Les hommes antiféministes et les masculinistes, qui n’ont cessé de combattre le CSF et les féministes depuis cinq ans, se sont peut-être trouvés une nouvelle porte-parle en la personne de Mme Ravary.

Raison de plus pour faire savoir à la ministre que nous ne partageons pas l’avis de la directrice de Châtelaine. Après tout, ce n’est pas à cette dernière de décider du sort du Conseil du statut de la femme.

C’est Mary Daily, je crois, qui écrivait que les hommes n’auraient pas à combattre le féminisme, dans un proche avenir, des femmes s’en chargeraient.

Dans l’édition de septembre 2008 du magazine Châtelaine, Lise Ravary (féministe, mon oeil !) publie une critique de l’Avis du CSF, « Le sexe dans les médias : obstacle aux rapports égalitaires ». Certains propos de la directrice de Châtelaine laissent penser qu’elle n’a pas lu l’avis dont elle parle, ni même le résumé qui accompagne la version intégrale de ce document.

La Direction de la recherche du CSF a transmis à Lise Ravary sa réponse. Dans le numéro d’octobre, la directrice de Châtelaine, qui croit peut-être détenir la légitimité et la crédibilité pour ce faire, demande l’abolition du Conseil du statut de la femme et, comme les masculinistes en 2003, son remplacement par un conseil mixte. Ce conseil se réunirait une fois l’an pendant trois jours... Diantre, trois jours de travail par an ! Une dure année, pour ce conseil ! Une réunion sociale entre « gens du monde », peut-être...

Il me semble que le monde se porterait mieux si les gens qui ignorent ce dont ils parlent se taisaient plus souvent et s’occupaient de leurs propres affaires (en l’occurrence, pour Lise Ravary, de son magazine de publicités et de promotions de toutes sortes destinées à maintenir les femmes centrées sur leur apparence et à accroître les profits des patrons, en plus d’encourager l’hypersexualisation, justement...).

On ne saurait s’attendre que les médias et ceux/celles qui en dépendent pour vivre acceptent facilement la critique sur leur part de responsabilité dans l’hypersexualisation de la société dont les conséquences néfastes touchent particulièrement les adolescentes et pré-adolescentes.

Mais quand une directrice de magazine à grand tirage, dont l’objectif est de faire des profits sur le dos des femmes et des adolescentes, se sert de ce magazine pour « bitcher » des personnes mieux informées qu’elle sur le sujet qu’elle aborde, je qualifie cette attitude de saloperie.

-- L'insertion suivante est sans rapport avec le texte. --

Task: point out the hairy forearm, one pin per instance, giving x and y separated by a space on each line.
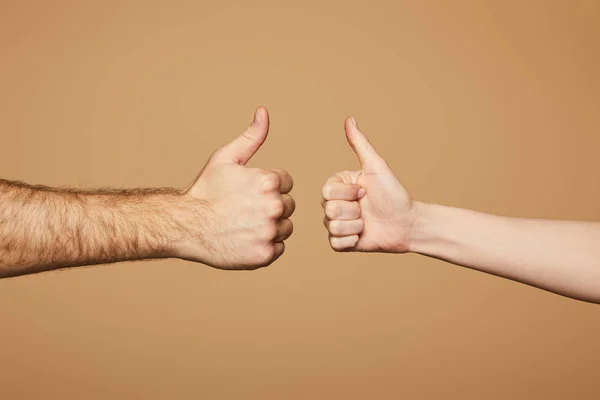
559 256
44 228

Richard Martineau, qui ne se regarde sans doute pas souvent dans un miroir, autrement il aurait hésité à s’attaquer à la présidente du Conseil du statut de la femme, en juin dernier, et Marie-France Bazzo qui se livre à du sous-Bazzo dans sa chronique du Journal de Montréal ont aussi tous les deux démontré que le milieu dans lequel on évolue déteint sur l’esprit et sur les manières.

À milieu frivole, réflexion frivole. Dans les trois cas se confirme l’adage « la fonction fait le larron»: des journalistes qui n’informent plus selon l’éthique de leur profession, mais qui polémiquent au profit de leurs patrons.

Nous n’avons pas, en tant que femmes et que féministes, à plier l’échine devant ces gens qui abusent du pouvoir des médias auxquels ils appartiennent. S’ils invoquent la liberté d’expression, c’est à la leur qu’ils font référence. Ne craignons pas de nous exprimer à notre tour, même s’il y a peu de chances que ces trois-là publient des commentaires critiques à leur endroit.